Computational Intelligence, SS08
2 VO 442.070 + 1 RU 708.070 last updated:
Course Notes (Skriptum)
Online Tutorials
Practical Course Slides
Animated Algorithms
Interactive Tests
Key Definitions
Literature and Links

Homework 54: Mixtures of Gaussians and HMMs

[Points: 12.5; Issued: 2007/06/15; Deadline: 2007/07/03; Tutor: Qiang Chen; Infohour: 2007/06/29, 16:15-17:15, HS i11; Einsichtnahme: 2007/07/09, 16:15-17:15, HS i11; Download: pdf; ps.gz]

HMMs with Gaussian mixture emission pdfs should be trained and used for recognition of utterances of English digits from `one' to `five'. Go through the tutorial ``Mixtures of Gaussians'' and download the accompanying MATLAB programs and data.

Add to the end of the report the MATLAB script you programmed for producing all the results.

Please provide the Name and Matrikelnummer of each team member on the report.

  1. Load the signals into MATLAB using load digits, and play them with the MATLAB functions sound or wavplay, e.g., sound(three15).

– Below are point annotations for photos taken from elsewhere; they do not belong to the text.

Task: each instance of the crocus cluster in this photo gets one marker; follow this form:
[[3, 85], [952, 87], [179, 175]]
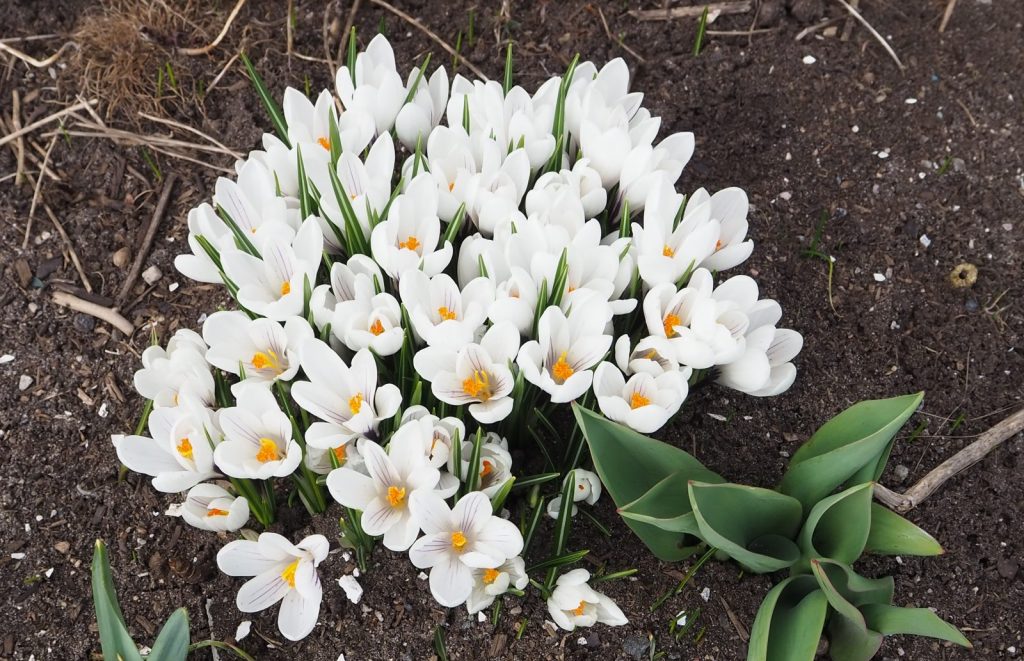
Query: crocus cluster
[[424, 269]]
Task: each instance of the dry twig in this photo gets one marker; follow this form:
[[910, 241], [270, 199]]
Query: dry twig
[[967, 457], [105, 314]]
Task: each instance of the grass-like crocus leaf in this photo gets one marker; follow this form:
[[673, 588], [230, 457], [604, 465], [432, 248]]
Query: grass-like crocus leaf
[[855, 441], [172, 642], [790, 622], [272, 109], [629, 465], [114, 637], [891, 534], [837, 527], [752, 525], [890, 620]]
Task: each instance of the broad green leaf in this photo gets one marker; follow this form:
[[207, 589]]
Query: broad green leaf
[[891, 534], [172, 642], [856, 438], [788, 623], [114, 637], [629, 465], [920, 621], [752, 525], [837, 527], [847, 642]]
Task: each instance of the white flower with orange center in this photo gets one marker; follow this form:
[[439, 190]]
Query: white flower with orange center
[[476, 375], [560, 361], [209, 507], [441, 314], [258, 441], [492, 582], [282, 572], [272, 284], [644, 402], [393, 479], [262, 350], [458, 540], [178, 452], [573, 603], [411, 235], [346, 398]]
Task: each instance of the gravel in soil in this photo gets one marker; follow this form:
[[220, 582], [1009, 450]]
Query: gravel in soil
[[912, 172]]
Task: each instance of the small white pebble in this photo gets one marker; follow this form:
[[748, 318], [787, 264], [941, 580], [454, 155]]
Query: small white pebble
[[352, 588]]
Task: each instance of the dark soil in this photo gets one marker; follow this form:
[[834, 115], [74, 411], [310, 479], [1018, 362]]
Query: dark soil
[[838, 138]]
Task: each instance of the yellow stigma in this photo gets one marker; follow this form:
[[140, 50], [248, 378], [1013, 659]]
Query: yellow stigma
[[289, 574], [184, 448], [478, 386], [267, 451], [670, 322], [395, 496], [637, 400], [561, 370]]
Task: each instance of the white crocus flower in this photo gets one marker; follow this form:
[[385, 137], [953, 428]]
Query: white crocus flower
[[346, 398], [378, 89], [494, 581], [394, 478], [729, 207], [644, 402], [177, 453], [369, 320], [458, 540], [587, 489], [573, 603], [283, 572], [209, 507], [179, 371], [418, 119], [368, 185], [666, 253], [258, 441], [560, 360], [476, 375], [325, 298], [442, 315], [410, 238], [273, 285], [261, 349]]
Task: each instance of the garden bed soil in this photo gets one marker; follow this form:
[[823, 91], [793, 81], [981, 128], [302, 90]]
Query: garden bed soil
[[915, 172]]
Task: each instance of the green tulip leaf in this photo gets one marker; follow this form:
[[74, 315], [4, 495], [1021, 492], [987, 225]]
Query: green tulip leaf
[[837, 527], [920, 621], [788, 623], [891, 534], [752, 525], [847, 642], [172, 642], [630, 465], [855, 441]]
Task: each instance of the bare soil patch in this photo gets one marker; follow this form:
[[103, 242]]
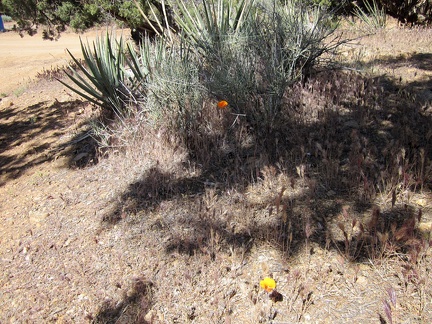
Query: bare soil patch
[[108, 242]]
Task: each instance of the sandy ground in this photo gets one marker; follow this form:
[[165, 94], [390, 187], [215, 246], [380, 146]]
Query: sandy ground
[[38, 54]]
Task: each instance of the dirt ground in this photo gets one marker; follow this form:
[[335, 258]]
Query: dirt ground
[[62, 261]]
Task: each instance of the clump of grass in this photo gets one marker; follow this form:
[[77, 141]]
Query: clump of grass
[[373, 17]]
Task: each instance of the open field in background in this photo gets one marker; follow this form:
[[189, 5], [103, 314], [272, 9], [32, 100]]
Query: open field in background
[[341, 221]]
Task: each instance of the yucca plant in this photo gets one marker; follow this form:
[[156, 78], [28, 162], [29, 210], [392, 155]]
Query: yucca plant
[[102, 78]]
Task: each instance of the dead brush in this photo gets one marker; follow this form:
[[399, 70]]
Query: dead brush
[[381, 236]]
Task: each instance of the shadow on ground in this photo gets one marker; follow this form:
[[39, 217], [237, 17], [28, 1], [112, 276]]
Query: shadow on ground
[[344, 137], [31, 136]]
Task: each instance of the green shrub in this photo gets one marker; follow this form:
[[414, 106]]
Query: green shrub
[[102, 78]]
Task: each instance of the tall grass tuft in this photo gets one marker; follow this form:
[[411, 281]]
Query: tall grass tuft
[[102, 77]]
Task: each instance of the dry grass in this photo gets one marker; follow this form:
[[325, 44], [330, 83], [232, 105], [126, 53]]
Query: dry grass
[[336, 208]]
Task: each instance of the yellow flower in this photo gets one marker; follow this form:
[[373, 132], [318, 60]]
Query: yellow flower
[[268, 284], [222, 104]]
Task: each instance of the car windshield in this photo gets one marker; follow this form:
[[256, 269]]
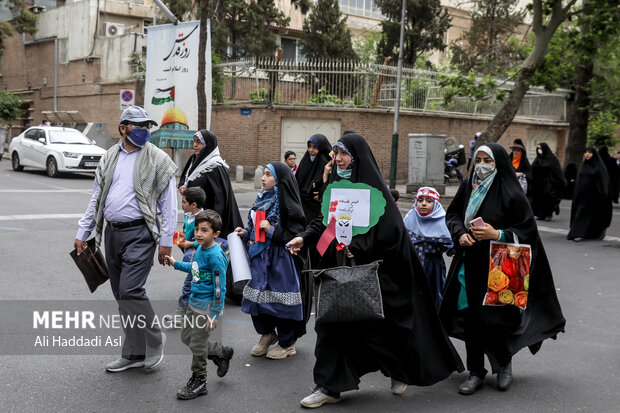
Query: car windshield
[[68, 136]]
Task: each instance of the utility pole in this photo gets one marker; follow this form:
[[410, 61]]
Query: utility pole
[[394, 155]]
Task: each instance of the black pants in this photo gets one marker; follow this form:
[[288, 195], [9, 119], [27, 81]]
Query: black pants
[[284, 327], [474, 345], [129, 255]]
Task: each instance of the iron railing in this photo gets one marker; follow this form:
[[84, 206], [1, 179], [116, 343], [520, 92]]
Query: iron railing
[[351, 84]]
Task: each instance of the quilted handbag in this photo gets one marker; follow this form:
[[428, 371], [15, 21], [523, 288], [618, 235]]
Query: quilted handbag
[[348, 294]]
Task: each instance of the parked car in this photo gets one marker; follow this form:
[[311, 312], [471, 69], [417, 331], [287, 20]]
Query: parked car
[[55, 150]]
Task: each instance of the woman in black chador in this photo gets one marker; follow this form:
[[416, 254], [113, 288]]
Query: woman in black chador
[[548, 184], [522, 167], [590, 214], [613, 169], [310, 179], [493, 193], [409, 345], [207, 170]]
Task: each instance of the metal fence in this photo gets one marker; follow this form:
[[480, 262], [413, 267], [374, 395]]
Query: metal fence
[[351, 84]]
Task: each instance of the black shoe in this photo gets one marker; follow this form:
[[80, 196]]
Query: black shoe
[[504, 377], [195, 387], [471, 385], [223, 362]]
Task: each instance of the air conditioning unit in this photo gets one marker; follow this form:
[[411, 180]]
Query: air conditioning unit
[[113, 29]]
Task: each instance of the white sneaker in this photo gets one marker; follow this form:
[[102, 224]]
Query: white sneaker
[[123, 364], [266, 340], [318, 399], [155, 356], [398, 387], [279, 352]]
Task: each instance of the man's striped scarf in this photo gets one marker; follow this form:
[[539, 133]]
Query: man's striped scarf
[[152, 173]]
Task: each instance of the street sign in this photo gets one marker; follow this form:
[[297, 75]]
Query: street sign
[[128, 97]]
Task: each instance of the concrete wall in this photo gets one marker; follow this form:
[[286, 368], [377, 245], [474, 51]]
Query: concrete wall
[[255, 139]]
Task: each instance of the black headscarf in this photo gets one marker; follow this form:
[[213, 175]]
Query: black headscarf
[[505, 207], [548, 183], [215, 181], [309, 171], [613, 170], [409, 345], [591, 210]]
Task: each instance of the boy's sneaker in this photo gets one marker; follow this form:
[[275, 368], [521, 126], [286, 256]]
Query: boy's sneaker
[[280, 352], [266, 340], [223, 362], [123, 364], [195, 387], [178, 317]]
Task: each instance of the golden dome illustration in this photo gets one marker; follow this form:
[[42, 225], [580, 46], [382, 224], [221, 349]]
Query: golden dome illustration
[[174, 118]]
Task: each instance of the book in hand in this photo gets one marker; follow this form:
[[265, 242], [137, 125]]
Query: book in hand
[[92, 265]]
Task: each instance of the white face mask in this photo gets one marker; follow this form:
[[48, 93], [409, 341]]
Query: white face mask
[[484, 170]]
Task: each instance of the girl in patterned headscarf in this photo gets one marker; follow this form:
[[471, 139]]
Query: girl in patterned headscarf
[[276, 296], [426, 226]]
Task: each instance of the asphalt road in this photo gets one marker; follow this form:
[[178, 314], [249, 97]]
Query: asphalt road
[[38, 221]]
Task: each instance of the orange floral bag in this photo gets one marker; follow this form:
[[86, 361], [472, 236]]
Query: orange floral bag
[[509, 274]]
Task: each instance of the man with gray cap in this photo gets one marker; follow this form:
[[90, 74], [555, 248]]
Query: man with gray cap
[[134, 183]]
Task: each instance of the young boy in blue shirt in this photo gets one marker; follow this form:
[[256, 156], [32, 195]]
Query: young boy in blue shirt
[[206, 303], [192, 201]]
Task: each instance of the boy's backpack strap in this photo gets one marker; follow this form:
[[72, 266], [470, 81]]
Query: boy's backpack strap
[[216, 281]]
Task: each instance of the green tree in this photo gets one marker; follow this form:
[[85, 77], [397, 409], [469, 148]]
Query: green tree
[[10, 106], [325, 33], [365, 47], [23, 21], [425, 26], [547, 15], [485, 48]]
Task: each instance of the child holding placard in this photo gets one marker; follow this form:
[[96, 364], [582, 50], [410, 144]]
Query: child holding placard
[[273, 297]]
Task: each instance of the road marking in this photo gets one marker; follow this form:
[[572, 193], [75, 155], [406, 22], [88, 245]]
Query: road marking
[[565, 232], [89, 191], [39, 216]]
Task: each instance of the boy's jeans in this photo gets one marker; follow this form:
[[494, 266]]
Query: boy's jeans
[[197, 339], [187, 284]]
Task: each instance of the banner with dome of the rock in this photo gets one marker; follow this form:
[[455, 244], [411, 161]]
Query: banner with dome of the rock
[[170, 93]]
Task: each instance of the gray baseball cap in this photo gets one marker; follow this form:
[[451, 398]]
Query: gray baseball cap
[[135, 114]]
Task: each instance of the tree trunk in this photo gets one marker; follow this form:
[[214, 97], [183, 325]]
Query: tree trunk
[[543, 34], [202, 45], [579, 114], [579, 111]]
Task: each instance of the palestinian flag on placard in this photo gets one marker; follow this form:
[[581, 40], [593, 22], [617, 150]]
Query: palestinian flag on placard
[[162, 96]]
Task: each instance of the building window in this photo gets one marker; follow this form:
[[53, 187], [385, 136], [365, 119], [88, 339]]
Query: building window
[[366, 8], [289, 49]]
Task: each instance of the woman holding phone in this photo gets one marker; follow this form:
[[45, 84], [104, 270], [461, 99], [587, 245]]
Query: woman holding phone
[[491, 205]]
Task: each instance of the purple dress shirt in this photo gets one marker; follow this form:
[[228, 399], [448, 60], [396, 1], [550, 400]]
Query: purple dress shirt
[[121, 204]]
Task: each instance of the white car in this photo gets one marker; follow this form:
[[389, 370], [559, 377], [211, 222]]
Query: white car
[[55, 150]]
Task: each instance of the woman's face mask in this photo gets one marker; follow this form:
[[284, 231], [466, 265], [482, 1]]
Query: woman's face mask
[[484, 170]]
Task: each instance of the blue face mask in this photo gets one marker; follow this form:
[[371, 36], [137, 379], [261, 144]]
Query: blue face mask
[[344, 173], [139, 135]]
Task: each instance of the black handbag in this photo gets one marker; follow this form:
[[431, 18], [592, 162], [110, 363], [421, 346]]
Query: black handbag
[[345, 293]]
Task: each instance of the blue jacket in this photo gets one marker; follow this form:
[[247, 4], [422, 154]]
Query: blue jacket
[[206, 267]]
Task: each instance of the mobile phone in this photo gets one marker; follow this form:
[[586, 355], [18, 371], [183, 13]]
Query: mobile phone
[[476, 222]]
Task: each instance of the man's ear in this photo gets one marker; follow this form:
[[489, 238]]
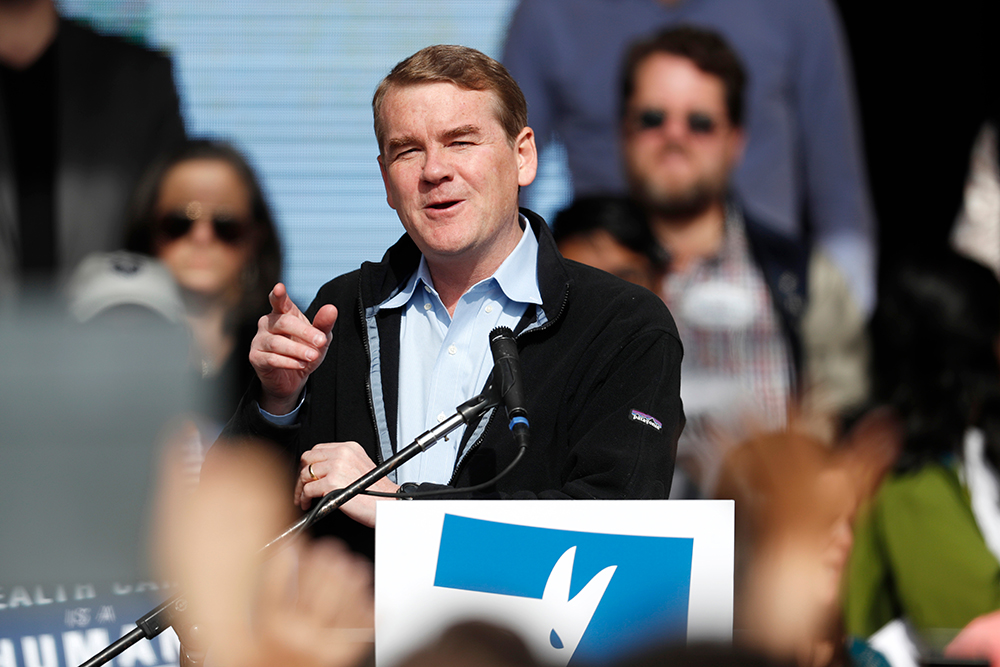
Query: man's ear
[[527, 156], [737, 141], [385, 182]]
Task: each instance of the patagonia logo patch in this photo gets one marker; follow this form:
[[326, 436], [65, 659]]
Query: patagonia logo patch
[[646, 419]]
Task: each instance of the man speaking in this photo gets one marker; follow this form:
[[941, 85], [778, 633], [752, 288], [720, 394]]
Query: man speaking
[[389, 350]]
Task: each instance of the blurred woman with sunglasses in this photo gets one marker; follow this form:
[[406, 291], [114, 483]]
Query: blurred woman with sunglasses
[[202, 213]]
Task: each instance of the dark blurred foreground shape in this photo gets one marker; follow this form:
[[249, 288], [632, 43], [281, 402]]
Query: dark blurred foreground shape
[[81, 115]]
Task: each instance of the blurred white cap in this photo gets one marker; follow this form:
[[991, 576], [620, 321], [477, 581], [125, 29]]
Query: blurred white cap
[[110, 279]]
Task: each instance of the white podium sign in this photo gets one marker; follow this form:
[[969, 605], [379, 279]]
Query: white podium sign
[[580, 580]]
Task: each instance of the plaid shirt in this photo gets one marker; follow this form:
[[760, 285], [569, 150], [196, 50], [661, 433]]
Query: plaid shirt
[[737, 360]]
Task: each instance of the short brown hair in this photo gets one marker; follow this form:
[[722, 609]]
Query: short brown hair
[[706, 49], [466, 68]]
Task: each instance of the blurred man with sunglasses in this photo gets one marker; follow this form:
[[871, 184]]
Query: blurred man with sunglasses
[[757, 313]]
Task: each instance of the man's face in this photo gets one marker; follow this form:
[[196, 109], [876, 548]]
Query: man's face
[[678, 144], [452, 175]]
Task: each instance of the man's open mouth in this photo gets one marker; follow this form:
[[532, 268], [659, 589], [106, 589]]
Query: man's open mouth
[[440, 206]]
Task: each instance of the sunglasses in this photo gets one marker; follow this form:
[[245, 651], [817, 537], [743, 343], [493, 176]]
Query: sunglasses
[[698, 123], [227, 229]]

    Process the speech signals to get parameters (features) suitable for speech recognition purposes. For the signals loaded from digits.mat this is done using the function preproc() (without arguments). This function produces a cell array data_N{} for each digit N holding the parameter vectors (mel-frequency cepstral coefficients, 12-dimensional) for each training signal (e.g., data_1{2} holds the sequence of parameter vectors for the second example of digit `one'), as well as a cell array testdata_N{} for each digit N for each test signal. preproc() uses functions that are part of VOICEBOX, a MATLAB toolbox for speech processing.

    The sequences of parameter vectors have different length (as also the speech signals differ in length!), that is why we can not store all sequences for training or testing in one array.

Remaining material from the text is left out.